Foi em 2010 que a dívida do Estado à banca disparou e quase duplicou. De facto, passou de 22.887 milhões de euros em Dezembro de 2009 para 45.235 milhões no mesmo mês do ano seguinte.

Na segunda metade do ano passado, a mesma dívida reduziu-se ligeiramente, mas voltou a crescer no início de 2012.

Esta evolução deve-se ao endividamento progressivo da administração central.

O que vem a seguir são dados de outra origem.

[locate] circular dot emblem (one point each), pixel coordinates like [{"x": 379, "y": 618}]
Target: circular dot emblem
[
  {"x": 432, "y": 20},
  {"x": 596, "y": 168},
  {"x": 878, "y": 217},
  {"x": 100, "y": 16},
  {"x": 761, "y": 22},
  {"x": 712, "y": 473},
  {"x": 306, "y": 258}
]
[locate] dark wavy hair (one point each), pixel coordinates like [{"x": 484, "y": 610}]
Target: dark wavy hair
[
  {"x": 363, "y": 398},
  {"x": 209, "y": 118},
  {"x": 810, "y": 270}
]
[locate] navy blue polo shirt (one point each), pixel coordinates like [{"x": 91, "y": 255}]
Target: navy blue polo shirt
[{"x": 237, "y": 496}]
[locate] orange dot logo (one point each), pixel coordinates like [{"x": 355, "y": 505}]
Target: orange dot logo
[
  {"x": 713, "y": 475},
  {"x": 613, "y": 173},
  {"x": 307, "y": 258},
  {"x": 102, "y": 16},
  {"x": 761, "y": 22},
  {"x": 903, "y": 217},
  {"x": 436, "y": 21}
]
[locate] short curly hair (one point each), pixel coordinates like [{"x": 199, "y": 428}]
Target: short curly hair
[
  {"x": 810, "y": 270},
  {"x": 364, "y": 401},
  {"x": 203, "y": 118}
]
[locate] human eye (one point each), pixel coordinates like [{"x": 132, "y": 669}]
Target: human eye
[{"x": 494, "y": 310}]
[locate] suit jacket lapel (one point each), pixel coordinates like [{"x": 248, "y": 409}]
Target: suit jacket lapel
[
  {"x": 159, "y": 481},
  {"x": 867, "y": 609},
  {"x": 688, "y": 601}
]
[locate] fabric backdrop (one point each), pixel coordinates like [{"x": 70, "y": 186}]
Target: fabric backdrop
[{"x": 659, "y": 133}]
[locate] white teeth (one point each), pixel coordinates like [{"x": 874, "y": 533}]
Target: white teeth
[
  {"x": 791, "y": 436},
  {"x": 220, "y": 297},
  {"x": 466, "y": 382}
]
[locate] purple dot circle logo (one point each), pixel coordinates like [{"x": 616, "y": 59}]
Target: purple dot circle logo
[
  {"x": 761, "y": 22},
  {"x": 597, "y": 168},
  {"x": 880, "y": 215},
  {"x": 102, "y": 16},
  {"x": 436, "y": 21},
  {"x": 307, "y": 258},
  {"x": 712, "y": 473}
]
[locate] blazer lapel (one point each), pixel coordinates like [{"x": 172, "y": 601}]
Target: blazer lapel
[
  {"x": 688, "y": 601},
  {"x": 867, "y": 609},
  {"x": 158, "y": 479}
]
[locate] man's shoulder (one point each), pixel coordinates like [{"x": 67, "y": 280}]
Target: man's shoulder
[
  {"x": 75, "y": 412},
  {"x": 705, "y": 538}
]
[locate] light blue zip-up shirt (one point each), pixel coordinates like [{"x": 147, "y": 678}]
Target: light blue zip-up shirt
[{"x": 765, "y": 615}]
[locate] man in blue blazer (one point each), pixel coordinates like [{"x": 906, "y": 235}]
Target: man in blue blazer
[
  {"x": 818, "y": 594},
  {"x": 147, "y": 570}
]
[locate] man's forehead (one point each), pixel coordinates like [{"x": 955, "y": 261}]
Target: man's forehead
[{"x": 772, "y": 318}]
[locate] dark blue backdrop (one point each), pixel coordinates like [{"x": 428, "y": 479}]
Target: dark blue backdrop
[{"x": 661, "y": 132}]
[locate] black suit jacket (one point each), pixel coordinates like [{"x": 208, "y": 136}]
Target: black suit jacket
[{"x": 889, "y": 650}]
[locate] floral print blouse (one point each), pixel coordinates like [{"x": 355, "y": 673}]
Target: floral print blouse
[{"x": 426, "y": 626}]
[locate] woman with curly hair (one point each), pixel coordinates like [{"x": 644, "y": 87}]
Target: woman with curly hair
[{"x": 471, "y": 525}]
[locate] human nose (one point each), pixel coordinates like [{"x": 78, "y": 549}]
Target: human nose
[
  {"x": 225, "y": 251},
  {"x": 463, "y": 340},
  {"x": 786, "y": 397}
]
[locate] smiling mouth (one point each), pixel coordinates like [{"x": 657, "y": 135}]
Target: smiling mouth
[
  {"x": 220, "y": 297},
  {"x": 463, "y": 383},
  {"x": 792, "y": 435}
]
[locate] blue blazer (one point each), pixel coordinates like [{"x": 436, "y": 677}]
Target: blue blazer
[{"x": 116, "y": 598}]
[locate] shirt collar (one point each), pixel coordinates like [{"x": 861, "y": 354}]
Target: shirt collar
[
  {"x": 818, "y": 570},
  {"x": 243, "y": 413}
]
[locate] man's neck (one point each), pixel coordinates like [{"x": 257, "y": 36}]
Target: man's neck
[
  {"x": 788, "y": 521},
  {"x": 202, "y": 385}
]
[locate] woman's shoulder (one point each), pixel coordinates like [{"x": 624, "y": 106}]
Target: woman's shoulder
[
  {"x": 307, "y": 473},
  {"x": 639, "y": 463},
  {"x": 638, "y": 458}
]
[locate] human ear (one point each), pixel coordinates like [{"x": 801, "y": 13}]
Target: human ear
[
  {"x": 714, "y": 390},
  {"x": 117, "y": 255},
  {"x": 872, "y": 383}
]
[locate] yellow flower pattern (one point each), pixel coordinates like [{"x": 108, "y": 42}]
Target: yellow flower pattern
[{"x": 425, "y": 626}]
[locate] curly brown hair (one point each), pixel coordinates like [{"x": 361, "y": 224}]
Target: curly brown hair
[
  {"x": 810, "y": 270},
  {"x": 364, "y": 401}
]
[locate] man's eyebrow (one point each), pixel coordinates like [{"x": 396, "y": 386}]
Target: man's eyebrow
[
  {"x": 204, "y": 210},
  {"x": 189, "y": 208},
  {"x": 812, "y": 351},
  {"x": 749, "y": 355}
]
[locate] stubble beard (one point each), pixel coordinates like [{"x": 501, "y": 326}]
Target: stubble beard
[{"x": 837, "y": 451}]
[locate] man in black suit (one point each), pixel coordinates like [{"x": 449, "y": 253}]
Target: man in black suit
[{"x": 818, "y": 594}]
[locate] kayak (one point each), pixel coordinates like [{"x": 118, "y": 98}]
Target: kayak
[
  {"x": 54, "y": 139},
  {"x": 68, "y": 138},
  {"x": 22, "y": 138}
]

A dívida à banca representa menos de um terço da dívida total do Estado mas foi a que mais cresceu nos últimos anos, ultrapassando mesmo o crescimento da dívida ao estrangeiro, que se situou nos 40% nos últimos quatro anos.

Pelo contrário, o crédito ao sector privado reduziu-se e essa quebra é maior a partir do final de 2010, ou seja quando a banca aumentou de forma mais expressiva o crédito concedido ao Estado.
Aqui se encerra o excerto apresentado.